Il western è il genere chiave dell’identità nazionale americana, sia nella sua versione classica, che esaltava il mito della colonizzazione della frontiera, sia in quella “revisionista” esplosa a fine sessanta, che lo ripudiava, adottando per la prima volta il punto di vista dei nativi e individuando una sostanziale continuità tra l’etnocidio degli indiani compiuto nel XIX secolo e l’imperialismo globale del XX. Allo stesso modo, il cinema australiano scopriva l’identità aborigena nel corso degli anni settanta, con una serie di pellicole che, in vario modo, hanno tutte evidenziato una lacerante contraddizione tra lo “stato di natura” della cultura locale e il “Leviatano” della modernità coloniale. Basti citare i classici di Peter Weir Picnic ad Hanging Rock (1975) e L’ultima onda (1977) o le due produzioni britanniche L’inizio del cammino (1971), di Nicolas Roeg, e L’australiano (1978), di Jerzy Skolimowski.

Premio speciale della Giuria all’ultima Mostra di Venezia, ripreso a Karlovy Vary nella sezione “Horizonty”, Sweet Country (2017) si colloca autorevolmente in questo solco, confrontandosi anche con un più recente filone del cinema di Hollywood, quello sulla condizione afroamericana nell’età dello schiavismo, aperto da Django Unchained (2012) e proseguito con 12 anni schiavo (2013) e The Birth of a Nation (2016). Il regista Warwick Thornton ha sangue aborigeno e, soprattutto, una solida visione autoriale da sempre focalizzata sulla cultura nativa australiana, dal film Caméra d’Or a Cannes Samson and Delilah (2009), ai documentari della serie Art + Soul (2010), al collettaneo Words With Gods (2014).

Siamo nel 1929, in una zona rurale semidesertica della meno urbanizzata tra le regioni australiane, il Territorio del Nord. Sam Kelly (Hamilton Morris) è un contadino aborigeno di mezza età, assimilato allo stile di vita coloniale dal proprietario terriero Fred Smith (Sam Neill), un fervente cristiano.
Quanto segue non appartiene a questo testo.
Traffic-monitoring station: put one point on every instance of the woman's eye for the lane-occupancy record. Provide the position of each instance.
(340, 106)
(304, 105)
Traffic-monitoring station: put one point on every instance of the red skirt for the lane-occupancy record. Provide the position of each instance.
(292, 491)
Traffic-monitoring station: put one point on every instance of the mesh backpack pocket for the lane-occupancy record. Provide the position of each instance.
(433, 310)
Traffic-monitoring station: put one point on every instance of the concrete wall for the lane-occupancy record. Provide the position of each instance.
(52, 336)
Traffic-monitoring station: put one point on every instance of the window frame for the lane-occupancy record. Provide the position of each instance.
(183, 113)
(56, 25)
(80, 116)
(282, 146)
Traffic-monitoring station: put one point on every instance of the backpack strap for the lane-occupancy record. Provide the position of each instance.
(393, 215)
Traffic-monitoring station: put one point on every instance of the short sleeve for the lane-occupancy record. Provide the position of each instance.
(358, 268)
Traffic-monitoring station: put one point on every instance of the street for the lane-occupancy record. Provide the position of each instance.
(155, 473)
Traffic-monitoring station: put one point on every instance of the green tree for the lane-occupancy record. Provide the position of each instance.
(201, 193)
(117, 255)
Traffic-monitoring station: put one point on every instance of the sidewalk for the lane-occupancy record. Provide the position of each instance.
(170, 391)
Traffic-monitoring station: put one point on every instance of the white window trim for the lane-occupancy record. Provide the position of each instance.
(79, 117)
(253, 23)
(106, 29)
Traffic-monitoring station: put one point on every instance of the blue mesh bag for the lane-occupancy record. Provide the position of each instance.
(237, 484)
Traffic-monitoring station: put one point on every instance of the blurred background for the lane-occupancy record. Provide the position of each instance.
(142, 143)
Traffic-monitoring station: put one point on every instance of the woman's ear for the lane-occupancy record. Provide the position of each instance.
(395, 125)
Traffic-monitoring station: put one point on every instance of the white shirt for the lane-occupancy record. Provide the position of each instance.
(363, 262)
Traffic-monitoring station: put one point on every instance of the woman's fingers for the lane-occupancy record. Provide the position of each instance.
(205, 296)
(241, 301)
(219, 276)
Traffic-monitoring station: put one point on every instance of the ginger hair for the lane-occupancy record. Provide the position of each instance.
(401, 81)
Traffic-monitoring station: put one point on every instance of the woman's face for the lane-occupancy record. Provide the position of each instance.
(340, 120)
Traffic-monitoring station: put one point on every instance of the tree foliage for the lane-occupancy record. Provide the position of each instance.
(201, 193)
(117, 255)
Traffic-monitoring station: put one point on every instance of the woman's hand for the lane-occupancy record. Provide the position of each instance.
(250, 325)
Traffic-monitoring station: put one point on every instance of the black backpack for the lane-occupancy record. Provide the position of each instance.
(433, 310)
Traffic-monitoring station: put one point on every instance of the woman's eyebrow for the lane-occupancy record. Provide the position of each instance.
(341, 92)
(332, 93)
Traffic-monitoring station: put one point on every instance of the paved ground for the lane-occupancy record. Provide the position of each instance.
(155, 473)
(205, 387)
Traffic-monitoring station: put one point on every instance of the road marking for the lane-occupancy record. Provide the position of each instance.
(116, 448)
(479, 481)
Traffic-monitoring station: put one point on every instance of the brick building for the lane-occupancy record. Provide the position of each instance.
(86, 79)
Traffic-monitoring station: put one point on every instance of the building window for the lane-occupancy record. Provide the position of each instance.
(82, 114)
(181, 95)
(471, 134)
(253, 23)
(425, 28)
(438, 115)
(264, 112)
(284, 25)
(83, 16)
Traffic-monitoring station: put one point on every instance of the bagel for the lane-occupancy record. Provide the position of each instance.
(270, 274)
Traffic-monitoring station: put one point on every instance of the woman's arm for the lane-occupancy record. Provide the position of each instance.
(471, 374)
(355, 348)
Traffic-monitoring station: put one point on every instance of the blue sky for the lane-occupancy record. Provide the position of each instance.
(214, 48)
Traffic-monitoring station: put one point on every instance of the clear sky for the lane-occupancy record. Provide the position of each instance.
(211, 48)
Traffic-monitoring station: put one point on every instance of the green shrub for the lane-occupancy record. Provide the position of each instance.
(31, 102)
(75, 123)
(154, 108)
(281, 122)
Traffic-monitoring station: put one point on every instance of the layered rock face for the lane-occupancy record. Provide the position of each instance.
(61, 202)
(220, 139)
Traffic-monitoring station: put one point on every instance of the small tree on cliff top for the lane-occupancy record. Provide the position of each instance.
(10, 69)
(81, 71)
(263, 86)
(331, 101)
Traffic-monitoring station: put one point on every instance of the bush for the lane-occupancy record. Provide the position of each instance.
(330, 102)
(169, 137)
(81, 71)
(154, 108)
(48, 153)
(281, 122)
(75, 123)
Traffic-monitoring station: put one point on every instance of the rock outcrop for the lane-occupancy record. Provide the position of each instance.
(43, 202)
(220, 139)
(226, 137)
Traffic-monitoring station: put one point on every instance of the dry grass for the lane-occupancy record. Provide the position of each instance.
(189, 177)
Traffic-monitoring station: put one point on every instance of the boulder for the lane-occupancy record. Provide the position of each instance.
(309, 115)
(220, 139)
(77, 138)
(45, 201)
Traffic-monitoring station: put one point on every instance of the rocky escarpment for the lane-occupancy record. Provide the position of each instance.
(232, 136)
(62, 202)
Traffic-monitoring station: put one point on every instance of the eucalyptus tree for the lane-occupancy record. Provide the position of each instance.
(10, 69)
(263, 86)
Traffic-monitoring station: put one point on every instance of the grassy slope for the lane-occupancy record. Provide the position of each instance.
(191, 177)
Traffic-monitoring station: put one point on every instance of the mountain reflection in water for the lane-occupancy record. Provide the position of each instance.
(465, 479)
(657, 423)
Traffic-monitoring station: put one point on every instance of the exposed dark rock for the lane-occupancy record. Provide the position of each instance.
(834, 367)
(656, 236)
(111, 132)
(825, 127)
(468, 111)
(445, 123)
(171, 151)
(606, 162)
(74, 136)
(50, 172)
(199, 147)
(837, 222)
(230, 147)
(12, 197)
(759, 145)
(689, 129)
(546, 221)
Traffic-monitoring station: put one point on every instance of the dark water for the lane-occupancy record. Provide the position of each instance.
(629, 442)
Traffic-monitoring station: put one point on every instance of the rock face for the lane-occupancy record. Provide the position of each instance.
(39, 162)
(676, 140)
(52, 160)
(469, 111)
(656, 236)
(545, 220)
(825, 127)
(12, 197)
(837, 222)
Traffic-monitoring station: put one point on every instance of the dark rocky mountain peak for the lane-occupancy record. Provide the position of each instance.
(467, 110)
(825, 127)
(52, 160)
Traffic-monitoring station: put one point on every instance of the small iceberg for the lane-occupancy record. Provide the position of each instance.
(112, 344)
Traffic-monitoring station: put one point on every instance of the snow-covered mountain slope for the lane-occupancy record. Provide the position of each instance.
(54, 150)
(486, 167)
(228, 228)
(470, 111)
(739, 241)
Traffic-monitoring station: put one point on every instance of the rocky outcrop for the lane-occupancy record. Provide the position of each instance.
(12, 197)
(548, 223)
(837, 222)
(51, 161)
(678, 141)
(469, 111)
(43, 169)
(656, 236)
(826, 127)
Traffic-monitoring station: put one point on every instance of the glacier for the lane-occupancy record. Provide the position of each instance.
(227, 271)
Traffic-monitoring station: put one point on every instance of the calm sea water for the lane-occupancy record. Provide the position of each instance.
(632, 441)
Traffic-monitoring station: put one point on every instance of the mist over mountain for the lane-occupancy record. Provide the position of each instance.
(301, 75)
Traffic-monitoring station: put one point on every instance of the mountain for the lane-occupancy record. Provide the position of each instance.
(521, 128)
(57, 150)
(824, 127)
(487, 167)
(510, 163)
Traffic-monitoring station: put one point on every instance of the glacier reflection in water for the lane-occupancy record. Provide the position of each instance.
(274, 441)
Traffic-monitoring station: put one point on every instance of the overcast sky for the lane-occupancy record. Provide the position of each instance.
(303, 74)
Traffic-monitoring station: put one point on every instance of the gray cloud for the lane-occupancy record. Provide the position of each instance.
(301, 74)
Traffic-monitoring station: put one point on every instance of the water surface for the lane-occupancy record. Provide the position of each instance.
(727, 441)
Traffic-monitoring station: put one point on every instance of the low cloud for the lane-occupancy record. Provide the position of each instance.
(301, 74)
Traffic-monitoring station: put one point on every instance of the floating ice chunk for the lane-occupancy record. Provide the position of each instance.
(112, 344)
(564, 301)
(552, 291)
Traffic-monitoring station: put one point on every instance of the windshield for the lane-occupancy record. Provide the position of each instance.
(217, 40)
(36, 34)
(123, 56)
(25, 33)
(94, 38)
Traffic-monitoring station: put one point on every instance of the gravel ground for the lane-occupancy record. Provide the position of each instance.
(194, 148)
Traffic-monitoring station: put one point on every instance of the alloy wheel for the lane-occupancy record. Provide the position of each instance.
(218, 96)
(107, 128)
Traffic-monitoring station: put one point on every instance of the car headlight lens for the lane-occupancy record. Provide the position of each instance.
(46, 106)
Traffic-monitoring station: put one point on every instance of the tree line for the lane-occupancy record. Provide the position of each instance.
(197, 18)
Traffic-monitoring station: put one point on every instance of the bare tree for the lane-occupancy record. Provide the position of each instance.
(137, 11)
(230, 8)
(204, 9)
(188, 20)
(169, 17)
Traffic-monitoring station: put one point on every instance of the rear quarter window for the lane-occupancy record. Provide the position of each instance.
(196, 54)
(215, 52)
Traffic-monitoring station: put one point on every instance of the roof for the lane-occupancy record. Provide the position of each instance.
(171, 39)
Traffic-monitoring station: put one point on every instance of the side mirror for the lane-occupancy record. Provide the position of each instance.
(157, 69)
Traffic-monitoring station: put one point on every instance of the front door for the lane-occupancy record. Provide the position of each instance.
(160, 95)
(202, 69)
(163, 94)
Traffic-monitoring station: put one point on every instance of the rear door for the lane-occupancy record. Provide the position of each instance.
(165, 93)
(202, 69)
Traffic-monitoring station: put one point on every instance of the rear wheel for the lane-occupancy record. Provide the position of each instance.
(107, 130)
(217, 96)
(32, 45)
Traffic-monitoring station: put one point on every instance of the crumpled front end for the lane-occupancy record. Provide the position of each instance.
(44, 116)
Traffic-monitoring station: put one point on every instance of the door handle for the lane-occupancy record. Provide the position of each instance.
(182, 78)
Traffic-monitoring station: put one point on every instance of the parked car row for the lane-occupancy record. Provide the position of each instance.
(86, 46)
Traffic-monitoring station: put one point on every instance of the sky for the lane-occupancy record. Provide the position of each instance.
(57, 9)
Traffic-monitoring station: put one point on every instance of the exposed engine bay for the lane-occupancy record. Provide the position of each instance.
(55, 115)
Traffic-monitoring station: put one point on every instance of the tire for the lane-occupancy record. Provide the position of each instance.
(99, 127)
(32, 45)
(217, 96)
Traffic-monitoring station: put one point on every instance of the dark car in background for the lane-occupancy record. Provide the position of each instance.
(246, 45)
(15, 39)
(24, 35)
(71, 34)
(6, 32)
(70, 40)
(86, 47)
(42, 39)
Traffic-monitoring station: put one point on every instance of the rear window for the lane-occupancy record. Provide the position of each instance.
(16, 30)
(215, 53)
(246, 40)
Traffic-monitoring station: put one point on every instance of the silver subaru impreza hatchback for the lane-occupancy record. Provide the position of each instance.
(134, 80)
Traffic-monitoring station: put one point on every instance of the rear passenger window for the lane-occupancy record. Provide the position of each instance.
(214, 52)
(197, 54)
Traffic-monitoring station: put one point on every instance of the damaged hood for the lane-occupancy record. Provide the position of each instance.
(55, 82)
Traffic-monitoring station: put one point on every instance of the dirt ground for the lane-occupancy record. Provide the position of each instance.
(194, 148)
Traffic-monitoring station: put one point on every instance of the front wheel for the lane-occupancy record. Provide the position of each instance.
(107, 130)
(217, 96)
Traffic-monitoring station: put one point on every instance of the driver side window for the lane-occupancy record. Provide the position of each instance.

L’arrivo in un vicino appezzamento del reduce di guerra Harry March (Ewen Leslie), alcolista, violento e incline a trattare gli aborigeni come schiavi, rompe un fragile equilibrio. Harry violenta Nell (Natassia Gorey Furber), la moglie di Sam, poi attacca la coppia barricata in casa a colpi di fucile, finendo ucciso per inequivocabile legittima difesa. Sam sa però che non potrebbe dimostrare le proprie ragioni di fronte ai bianchi e fugge con la moglie nelle sterminate distese dell’outback, inseguito dall’arcigno sergente Fletcher (Bryan Brown).

Sweet Country si colloca dunque a pieno titolo nell’ambito del genere western, per ambientazione e struttura narrativa, e propone un finale di stampo procedural, con il processo celebrato sulla main street di un villaggio in tutto simile a quelli del vecchio West americano. Un carattere squisitamente nazionale emerge, d’altra parte, anzitutto nell’estetica, con ripetuti e brevissimi flashforward ad anticipare il destino di ogni personaggio alla sua prima apparizione in scena, nell’inconfondibile stile onirico dell’Australian New Wave di Weir, Roeg e George Miller.

La condizione aborigena appare qui come una terribile sintesi tra quella dei nativi indio e quella degli afroamericani, sommando l’etnocidio alla schiavitù di fatto. L’aspetto più impressionante della solitudine del protagonista è la sua totale alterità, non soltanto rispetto ai colonizzatori bianchi, ma anche rispetto agli altri aborigeni, ancora organizzati in strutture tribali pre-moderne. Lo stesso rapporto con la moglie, vittima di stupro, è reso difficile da un senso dell’orgoglio e dell’onore di origine culturale del tutto ibrida. Il ruolo del caritatevole e bigotto Smith appare, in tal senso, non meno sinistro di quello degli altri coloni.